## suju101 3 years ago test the differentiability of the function at x=0 F(x)= {x*sin(1/x)if x≠0 and 0 if x=0

1. shankvee\

It is not differentiable. you can check that the function is continous. Applyinf frist principle $f \prime(0)=\lim_{h \rightarrow 0}(f(h)-f(0))/h=hsin(1/h)/h=\sin1/h$ sin1/h is undefined as h tends to 0 hence it is not differentiable.

2. suju101

but can't we say 1/h->infinity

3. shankvee\

Yeah since 1/h->infinty the limit sin(1/h) and subsequently f'(0) is undefined.

4. shankvee\

If you have x^a sin(1/x) it is differentiable at x=0 only for a>1 for an integer a am not sure for fractional a value.

5. JamesJ

The derivative exists at x=0 if the limit of the difference quotient $\frac{f(h) - f(0)}{h} = \sin(1/h)$ as h -> 0 exists.
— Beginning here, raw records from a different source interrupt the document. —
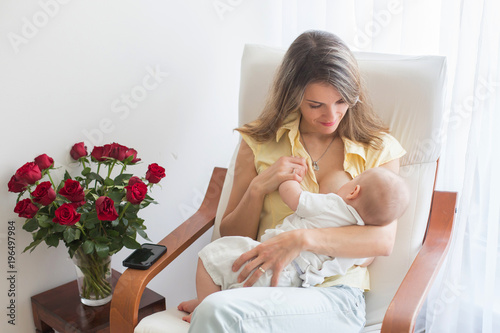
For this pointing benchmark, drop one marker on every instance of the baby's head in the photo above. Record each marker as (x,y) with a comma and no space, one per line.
(379,195)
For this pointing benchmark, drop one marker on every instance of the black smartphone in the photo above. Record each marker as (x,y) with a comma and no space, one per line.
(144,257)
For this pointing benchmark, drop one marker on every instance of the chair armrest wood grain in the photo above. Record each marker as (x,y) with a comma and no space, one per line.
(406,304)
(128,291)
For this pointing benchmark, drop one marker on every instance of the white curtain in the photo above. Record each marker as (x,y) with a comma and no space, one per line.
(466,295)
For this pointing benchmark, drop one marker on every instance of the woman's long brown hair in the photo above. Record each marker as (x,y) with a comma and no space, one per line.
(318,56)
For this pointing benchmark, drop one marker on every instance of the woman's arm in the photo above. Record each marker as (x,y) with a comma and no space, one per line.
(243,210)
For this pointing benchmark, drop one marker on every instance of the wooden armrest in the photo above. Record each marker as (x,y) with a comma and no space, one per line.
(128,291)
(403,310)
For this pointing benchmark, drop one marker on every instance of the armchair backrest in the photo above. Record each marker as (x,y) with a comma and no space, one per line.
(407,93)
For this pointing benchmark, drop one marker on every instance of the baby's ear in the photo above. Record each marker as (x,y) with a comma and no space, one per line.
(354,193)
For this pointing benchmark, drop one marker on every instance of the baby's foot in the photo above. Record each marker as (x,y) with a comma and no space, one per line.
(188,306)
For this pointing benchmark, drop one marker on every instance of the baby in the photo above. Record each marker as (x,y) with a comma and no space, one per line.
(378,196)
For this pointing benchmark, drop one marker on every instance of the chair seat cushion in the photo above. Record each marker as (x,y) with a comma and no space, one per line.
(170,321)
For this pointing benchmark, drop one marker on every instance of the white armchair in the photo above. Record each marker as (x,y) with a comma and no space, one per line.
(408,93)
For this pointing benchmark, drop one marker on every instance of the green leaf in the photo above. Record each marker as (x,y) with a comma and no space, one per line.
(88,247)
(52,240)
(86,171)
(116,196)
(31,225)
(131,243)
(90,223)
(69,235)
(123,178)
(44,221)
(113,234)
(102,250)
(40,234)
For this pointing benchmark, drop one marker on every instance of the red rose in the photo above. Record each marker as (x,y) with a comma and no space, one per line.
(136,191)
(78,150)
(44,194)
(155,173)
(26,208)
(134,180)
(132,152)
(29,173)
(16,185)
(44,161)
(72,191)
(66,215)
(116,151)
(98,153)
(105,208)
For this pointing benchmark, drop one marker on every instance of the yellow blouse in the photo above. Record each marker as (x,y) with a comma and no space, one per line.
(357,158)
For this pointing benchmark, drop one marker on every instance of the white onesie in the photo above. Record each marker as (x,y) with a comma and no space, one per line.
(314,211)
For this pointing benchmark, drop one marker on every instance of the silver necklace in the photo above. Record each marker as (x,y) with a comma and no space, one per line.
(315,163)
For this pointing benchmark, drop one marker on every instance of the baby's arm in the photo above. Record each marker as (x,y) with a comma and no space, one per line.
(290,193)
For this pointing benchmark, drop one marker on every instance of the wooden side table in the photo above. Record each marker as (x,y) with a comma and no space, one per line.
(60,309)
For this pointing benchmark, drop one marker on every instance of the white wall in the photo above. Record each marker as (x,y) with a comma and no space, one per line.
(65,67)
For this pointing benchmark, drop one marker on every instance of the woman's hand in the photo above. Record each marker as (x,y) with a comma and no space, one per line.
(285,168)
(273,254)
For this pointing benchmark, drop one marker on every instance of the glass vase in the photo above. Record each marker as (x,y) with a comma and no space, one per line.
(94,278)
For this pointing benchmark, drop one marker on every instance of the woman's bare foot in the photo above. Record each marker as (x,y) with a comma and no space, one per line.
(188,306)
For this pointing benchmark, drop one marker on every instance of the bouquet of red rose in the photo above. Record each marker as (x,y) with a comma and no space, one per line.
(95,213)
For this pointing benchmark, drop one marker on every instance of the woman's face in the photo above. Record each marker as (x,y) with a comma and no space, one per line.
(322,109)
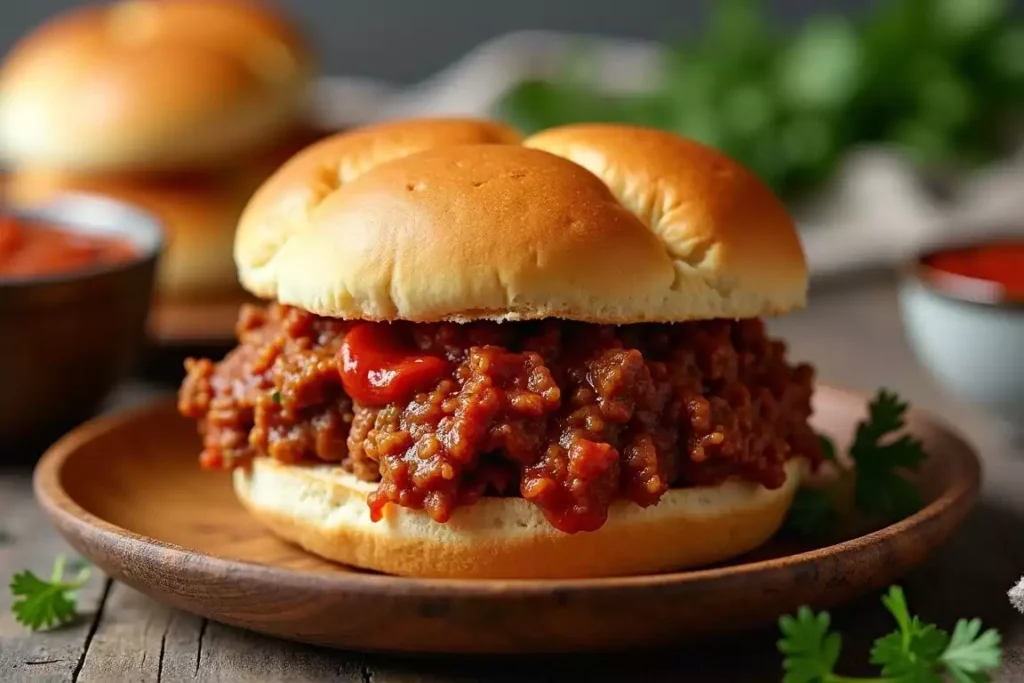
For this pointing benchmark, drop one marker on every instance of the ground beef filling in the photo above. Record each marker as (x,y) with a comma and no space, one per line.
(567,415)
But it doesn't exist because $\lim_{h \rightarrow 0} \sin(1/h)$ doesn't exist. Instead, as h approaches 0, from either above or below, sin(1/h) oscillates faster and faster between -1 and 1. If it had a limit, L say, then we could make sin(1/h) as close as we liked to L by making h sufficiently close to zero. But on the contrary, for any restriction of h close to zero, sin(1/h) assumes infinitely many values between -1 and 1.